Friday, January 9, 2004

DVD Extras

As a die-hard Netflix user, I frequently only order the first disc of a two-disc set, so I miss out on the DVD extras. I only get to enjoy all the bells and whistles on the few discs I actually own. And it seems to me that in this relatively new art form of the DVD Extra, there are wildly different ideas of how it should work.

Last week, I watched the extended edition of "The Two Towers." Peter Jackson's commentary was extraordinary -- it was commentary by someone who knew EXACTLY what he was doing, meant every shot, and was really excited to tell us how he got everything done. He conceded that one or two of the scenes that didn't make it into the theatrical release didn't really work -- but, for the most part, everything that he shot DID, and was just cut from the theatrical release for time considerations. And since this was the "extended edition," all the cut scenes were restored to their proper places. Watching it, I got the distinct impression that THIS was the REAL movie -- what I'd seen in the theater was just a three-hour trailer.

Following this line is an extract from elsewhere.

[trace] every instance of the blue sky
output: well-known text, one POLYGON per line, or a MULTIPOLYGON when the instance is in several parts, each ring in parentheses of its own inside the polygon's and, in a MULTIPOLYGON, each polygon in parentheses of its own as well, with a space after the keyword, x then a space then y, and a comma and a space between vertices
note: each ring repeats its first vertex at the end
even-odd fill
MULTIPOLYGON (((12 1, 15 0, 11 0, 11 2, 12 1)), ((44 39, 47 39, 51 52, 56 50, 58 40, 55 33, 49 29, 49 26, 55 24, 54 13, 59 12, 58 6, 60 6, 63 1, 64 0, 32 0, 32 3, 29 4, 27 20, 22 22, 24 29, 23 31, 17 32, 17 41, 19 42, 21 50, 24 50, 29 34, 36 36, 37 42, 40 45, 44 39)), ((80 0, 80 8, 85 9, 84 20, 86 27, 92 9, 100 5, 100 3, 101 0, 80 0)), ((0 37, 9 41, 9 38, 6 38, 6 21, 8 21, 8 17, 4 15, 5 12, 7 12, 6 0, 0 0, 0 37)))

And now for something completely different. Last night I watched "Pirates of the Caribbean" -- accompanied by the wholly useless commentary of director Gore Verbinski (with Johnny Depp on the assist). Besides the usual "everyone on the set really got along" business, the commentary was full of Verbinski and Depp talking about members of the crew by name without identifying them, and talking about how much they kept rewriting the movie on the fly. Verbinski certainly didn't take the kind of pride in his work that Jackson did. Every now and then, Depp would say, "That's a nice shot; how'd you do it?" and Verbinski would answer with some sort of dismissive comment about how it was all fake. By the time the commentary was over, I felt like this movie was as good as it was by dumb luck -- Verbinski didn't seem to have a clue as to how the movie ended up looking the way it did.

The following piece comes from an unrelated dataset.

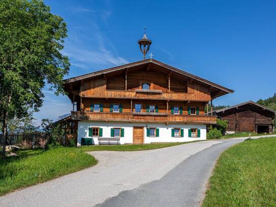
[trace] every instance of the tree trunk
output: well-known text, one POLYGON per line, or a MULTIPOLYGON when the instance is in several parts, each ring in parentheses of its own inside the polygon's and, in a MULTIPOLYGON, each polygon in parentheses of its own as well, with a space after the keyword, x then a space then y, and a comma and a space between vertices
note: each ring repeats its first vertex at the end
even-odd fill
POLYGON ((3 157, 6 157, 6 142, 8 140, 8 111, 7 110, 4 110, 3 114, 3 128, 2 128, 2 133, 3 133, 3 150, 2 150, 2 156, 3 157))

But then I watched the deleted scenes -- and was amazed to discover several of them would have destroyed the movie. While the vast majority of stuff cut from "Two Towers" was cut because the film was too long, most of the stuff cut from "Pirates" was cut because it would have been a really bad idea to keep it in the movie. I can't say the DVD gave me a really favorable impression of Verbinski as a director, but the man sure knows what to cut.

2 comments:

grodygeek said...

Please tell me NZ, why do you prefer Netflix versus your local video rental joint or pay per view? Knowing you are a smart person, I'm just curious in your opinion. If you have a journal entry about it, please point the way. Gordy

pegluh said...

I'd give more credit to the editor than Verbinski.